With a penetration rate of only 56 per cent, chief executive officer Philip Seah said there is still a large segment of the population that remains uninsured.

“One of the challenges that the industry will continue to face and will need to address is to increase consumers’ awareness and understanding in insurance or financial planning matters,” he told The Borneo Post.

“Consumers need to be educated constantly so they are able to make an informed decision of their purchase. A greater awareness level and better understanding of the financial solutions available will in turn help improve the market penetration rate for both conventional life insurance and takaful sectors.”

The upcoming Goods and Services Tax (GST) also played a role towards creating uncertainty in the market next year, Seah said.

“In view of GST next year, there is still uncertainty as to how it will be implemented in the industry.

“The government has announced the exemption of life insurance (death coverage and total and permanent disability insurance) though many popular riders like medical, personal accident and critical illness will be subjected to GST.

“Amidst the uncertainty, the priority will be to ensure that GST is implemented as seamlessly as possible come April 2015.

“Educating the distribution channels and customers/policyholders on the impact of GST to their policies will be equally important as well.

“On-going education and awareness will play a critical role in ensuring the successful implementation of GST.”

This comes back to Prudential’s mission which runs parallel with the country’s aspiration to ensure that 75 per cent of the population is insured by 2020.

“We introduced PRUlink million in a bid to close the protection gap of Malaysians,” he explained. “What prompted us to create PRUlink million was the fact that Malaysians in general do not have sufficient insurance coverage.

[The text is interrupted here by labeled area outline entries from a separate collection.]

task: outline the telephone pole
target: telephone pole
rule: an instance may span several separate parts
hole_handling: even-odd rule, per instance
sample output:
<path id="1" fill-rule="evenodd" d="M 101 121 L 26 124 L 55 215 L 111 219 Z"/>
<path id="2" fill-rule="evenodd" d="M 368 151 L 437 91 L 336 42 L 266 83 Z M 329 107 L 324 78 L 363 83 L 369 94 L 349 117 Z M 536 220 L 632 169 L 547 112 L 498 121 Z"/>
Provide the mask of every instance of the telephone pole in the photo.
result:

“Currently the combined life insurance penetration rate for Malaysia is 56 per cent (conventional and takaful) which means that only half of the population in this country has some form of life insurance.

“Besides, Malaysians are also very much underinsured. The general rule of thumb is to insure a sum equivalent to 10 times your annual salary. With Malaysia’s gross income per capita of RM32,000, the current average sum assured of RM50,000 is far below the ideal amount one should be insured for.”

In terms of opportunities, Seah higlighted the Bumiputera market as a key focus for the insurance and takaful industry going forward as it remains underdeveloped at the moment.

“In order for this sector to grow, insurers will have to work hard to expand the Bumi agency force and develop products that can cater to the needs of this particular market segment.”